ANTECEDENTES Plantea la actora que mediante providencia del 3 de febrero de 2012, proferida por el juzgado accionado del proceso ejecutivo hipotecario adelantado en su contra por la empresa Portafolio GCM Crear País, se negó el incidente de nulidad que propuso, decisión que al ser confirmada por el Tribunal igualmente acusado, según auto del 29 de noviembre de esa misma anualidad, lesiona sus derechos fundamentales al debido proceso, defensa e igualdad al configurarse una “vía de hecho”, pues, en su sentir, no se tuvieron en cuenta “las pruebas documentales, oficios y testimoniales” mediante las cuales se acreditó que ella “no residía en el lugar donde se intentó la notificación” del mandamiento de pago librado el 27 de agosto de 2002, ya que “el banco ocultó intencionalmente la dirección donde me debía notificar” y, en ese sentido, el aviso notificatorio fue remitido al lugar de ubicación del inmueble objeto del gravamen hipotecario, sitio en el que, para el día 19 de febrero de 2003, el “ portero ” del edificio adujo que “ la persona a notificar sí vive o labora allí ”, a partir de lo cual se dispuso su emplazamiento “ el 6 de marzo de 2003 ”, pese a no haber prueba de “ intentar[se] la notificación en la dirección que tiene registrada la entidad crediticia desde años atrás a la demanda, en la cual enviaba toda la correspondencia respecto del crédito ”.

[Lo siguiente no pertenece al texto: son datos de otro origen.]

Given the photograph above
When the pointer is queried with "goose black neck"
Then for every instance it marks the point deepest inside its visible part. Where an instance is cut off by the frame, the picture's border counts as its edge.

Termina diciendo que para octubre de 2010, se enteró que frente a ella cursaba el aludido litigio, motivo por cual se dirigió al juzgado donde le suministraron “ los datos para pedir copias por escrito ” y el 21 de enero de 2011 le entregaron las mismas, procediendo seguidamente a designar apoderado judicial quien al mes siguiente radicó “ incidente de nulidad por indebida notificación ”, razones por las cuales solicita que se “ decrete la nulidad de todo lo actuado y se ordene la notificación en legal forma ”.

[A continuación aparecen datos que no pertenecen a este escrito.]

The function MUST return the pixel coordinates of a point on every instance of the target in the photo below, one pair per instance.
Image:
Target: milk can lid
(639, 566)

La Sala de Casación Civil de esta Corte, luego de admitir la acción de tutela y agotar la notificación a las autoridades accionadas y a los demás intervinientes en el referido asunto, no concedió el amparo deprecado tras concluir que la resolución atacada “está sustentada en una interpretación respetable, asentada en ejercicio de las atribuciones constitucionales que le corresponden” al Tribunal censurado, decisión que a su vez fue impugnada por la parte accionante con el argumento que “no existe folio alguno que demuestre que la suscrita haya actuado el 10 de abril del 2010, o con posterioridad, pero sí está consignado en el mismo que mi primera actuación fue en febrero de 2011 a través de apoderado”, ocasión en la que alegó la causal de nulidad relacionada con su indebida notificación de acuerdo con los hechos que para el efecto reitera.
CONSIDERACIONES Si bien es cierto esta Sala de la Corte ha venido considerando que el amparo del artículo 86 de la Constitución Nacional es viable frente a decisiones judiciales, igualmente ha estimado que ello solo procede cuando, en casos concretos y excepcionales, las actuaciones u omisiones de los jueces resultan evidentemente violatorias de los derechos constitucionales fundamentales, como cuando la providencia atacada pueda calificarse de caprichosa, antojadiza, absurda o autoritaria por carecer efectivamente de fundamento objetivo y, por lo tanto, sea el resultado de un juicio abiertamente irrazonable o arbitrario; todo lo cual debe equilibrarse con otros valores del estado de derecho, especialmente, los concernientes a la administración de justicia y la seguridad jurídica de que están revestidas las decisiones proferidas en última instancia, que se concretan en los principios de la cosa juzgada y de la independencia y autonomía del juez.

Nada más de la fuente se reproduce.